From the Magazine
September 2021 Issue

Navel-Gazing: Britney Spears, Belly Buttons, and Me

For teenage girls in the late ’90s, baring your soul meant baring your midriff.
Performing at the MTV VMAs in 2001 Britney Spears embraced her “exotic” influences.
Performing at the MTV VMAs in 2001, Britney Spears embraced her “exotic” influences.BY KEVIN MAZUR/WIREIMAGE/GETTY IMAGES.

I suppose Britney Spears’s belly button is where it begins. Life, after all, begins at the navel—that vestige of our time in the womb, the scar of our severed connection to our mothers, the center of our earthly forms, an opening on the underside of our fleshy, vulnerable bellies. Navels collect debris—snacking, apparently, as they peek out from under our clothes. When you look down they stare right back up, mouths open in perpetual surprise: O brave new world.

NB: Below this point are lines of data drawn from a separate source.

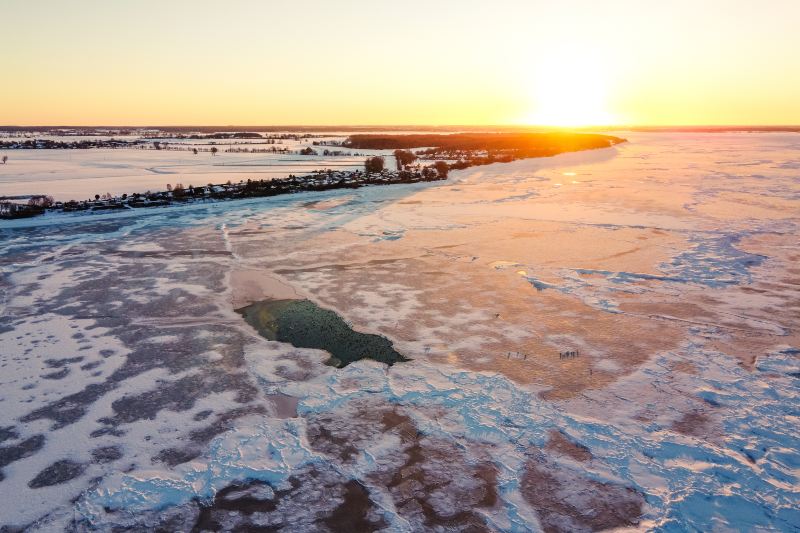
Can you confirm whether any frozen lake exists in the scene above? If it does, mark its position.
[0,133,800,531]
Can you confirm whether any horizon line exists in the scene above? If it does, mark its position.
[0,123,800,130]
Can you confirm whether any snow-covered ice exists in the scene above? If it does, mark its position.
[0,133,800,531]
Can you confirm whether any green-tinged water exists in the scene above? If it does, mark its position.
[236,300,408,368]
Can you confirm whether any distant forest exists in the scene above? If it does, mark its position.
[343,132,625,157]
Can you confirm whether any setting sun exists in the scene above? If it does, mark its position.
[525,49,618,126]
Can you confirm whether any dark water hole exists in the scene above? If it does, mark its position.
[236,300,408,368]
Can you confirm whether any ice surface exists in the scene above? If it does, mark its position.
[0,134,800,531]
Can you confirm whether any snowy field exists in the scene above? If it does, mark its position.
[0,135,394,202]
[0,133,800,532]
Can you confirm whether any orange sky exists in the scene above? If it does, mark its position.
[0,0,800,125]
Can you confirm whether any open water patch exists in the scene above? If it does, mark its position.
[231,300,408,368]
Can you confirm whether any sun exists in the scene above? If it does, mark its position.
[526,50,617,127]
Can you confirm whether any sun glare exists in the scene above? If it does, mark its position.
[526,51,616,126]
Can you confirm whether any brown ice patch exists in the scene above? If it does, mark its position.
[520,457,645,533]
[672,410,715,439]
[308,402,498,531]
[545,429,592,462]
[230,268,302,309]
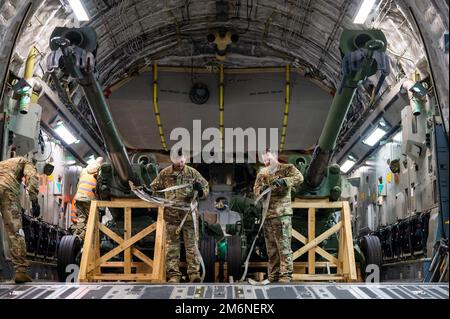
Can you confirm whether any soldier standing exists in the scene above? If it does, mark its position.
[70,157,104,240]
[254,150,303,283]
[151,155,209,283]
[0,157,53,283]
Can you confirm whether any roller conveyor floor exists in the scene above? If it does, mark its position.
[0,283,449,300]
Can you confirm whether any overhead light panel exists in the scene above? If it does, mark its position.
[353,0,376,24]
[363,127,387,147]
[55,123,77,145]
[68,0,89,21]
[341,159,356,174]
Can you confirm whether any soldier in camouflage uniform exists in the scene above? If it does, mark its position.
[0,157,53,283]
[151,155,209,283]
[254,151,303,282]
[70,157,104,240]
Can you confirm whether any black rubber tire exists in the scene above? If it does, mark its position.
[227,235,243,281]
[57,235,81,282]
[200,234,216,282]
[361,235,383,270]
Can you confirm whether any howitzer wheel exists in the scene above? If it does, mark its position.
[360,235,383,270]
[57,235,81,282]
[227,235,242,281]
[200,234,216,282]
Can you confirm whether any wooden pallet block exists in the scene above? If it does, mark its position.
[78,199,166,282]
[292,199,358,282]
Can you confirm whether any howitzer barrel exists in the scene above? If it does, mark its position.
[305,30,389,188]
[81,73,133,185]
[47,27,134,186]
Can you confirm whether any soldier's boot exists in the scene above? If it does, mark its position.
[167,276,180,284]
[268,277,278,282]
[189,275,202,283]
[278,277,292,284]
[14,270,33,284]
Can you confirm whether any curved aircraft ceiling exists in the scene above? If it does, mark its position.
[0,0,448,154]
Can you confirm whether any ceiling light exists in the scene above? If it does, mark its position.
[68,0,89,21]
[392,131,403,144]
[353,0,376,24]
[363,127,387,147]
[341,159,356,174]
[86,155,96,164]
[55,124,77,145]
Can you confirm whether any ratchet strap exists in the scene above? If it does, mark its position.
[240,187,272,281]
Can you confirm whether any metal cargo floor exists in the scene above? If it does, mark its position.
[0,283,449,300]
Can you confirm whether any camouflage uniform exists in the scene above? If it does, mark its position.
[151,165,209,279]
[254,164,303,281]
[70,164,100,240]
[0,157,39,272]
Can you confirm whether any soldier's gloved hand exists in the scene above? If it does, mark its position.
[143,187,154,196]
[192,182,203,197]
[31,201,41,217]
[272,178,287,188]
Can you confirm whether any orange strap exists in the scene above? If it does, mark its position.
[77,174,97,197]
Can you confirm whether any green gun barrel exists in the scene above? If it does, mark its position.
[305,30,387,189]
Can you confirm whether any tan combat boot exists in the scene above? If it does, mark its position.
[189,275,202,283]
[14,270,33,284]
[278,277,291,284]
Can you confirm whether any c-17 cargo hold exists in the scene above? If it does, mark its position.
[0,0,448,299]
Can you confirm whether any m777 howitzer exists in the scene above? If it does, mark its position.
[289,30,389,201]
[47,27,166,281]
[47,27,157,205]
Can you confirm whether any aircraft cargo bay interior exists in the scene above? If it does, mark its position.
[0,0,449,302]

It’s a question of some theological controversy as to whether Adam and Eve had navels—there are those who believe their prehistoric torsos were smoothly intact. That sounds pleasing, except when one is confronted with one of those rare folks without a belly button. Something feels off, and one longs for the wabi-sabi pucker denoting human symmetry. Karolina Kurkova, the supermodel, barely has a visible navel because of a surgery when she was an infant, and that rarely goes without comment in her line of work. (In the past, a stranger’s navel has been photoshopped onto her stomach.) I watched a reality program where a woman lamented how a tummy tuck had robbed her of her belly button. She was in a surgeon’s office asking to get it back. Sure it was a scar, but it was her scar.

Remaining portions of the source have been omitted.